South Africa’s ombudswoman has given President Jacob Zuma a fortnight to explain why he should not repay some of the $23 million of public money lavished on his farm, media reported Sunday.
Thuli Madonsela, who is in charge of overseeing public spending, said in March that Zuma had unduly profited from work to increase the security of his home in Nkandla, in the east of the country, including the building of a swimming pool, amphitheatre, cattle enclosure and henhouse.
Last month Zuma wrote a 40-page memo to the president of the South African parliament disputing the charges — four months after Madonsela had first signalled her alarm at the expenditure — claiming that the ombudswoman had overstepped her mandate.

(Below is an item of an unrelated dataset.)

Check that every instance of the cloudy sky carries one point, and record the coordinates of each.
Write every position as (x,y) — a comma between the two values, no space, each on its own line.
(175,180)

He said he was passing the matter on to Police Minister Nkosinathi Nhleko to decide whether there had been any overspending.
But according to the City Press newspaper, Madonsela reprimanded the president in a letter, demanding a proper explanation within 14 days. “Reports of the public protector (ombudswoman) are by law not subject to any review or second-guessing by a minister and/or the cabinet,” she was quoted as saying.
“I am concerned that the decision you have made regarding the police minister gives him power he does not have under law,” she wrote.
Zuma’s spokesman Mac Maharaj confirmed that the president had received a letter from Madonsela, who could not be contacted for comment Sunday by AFP.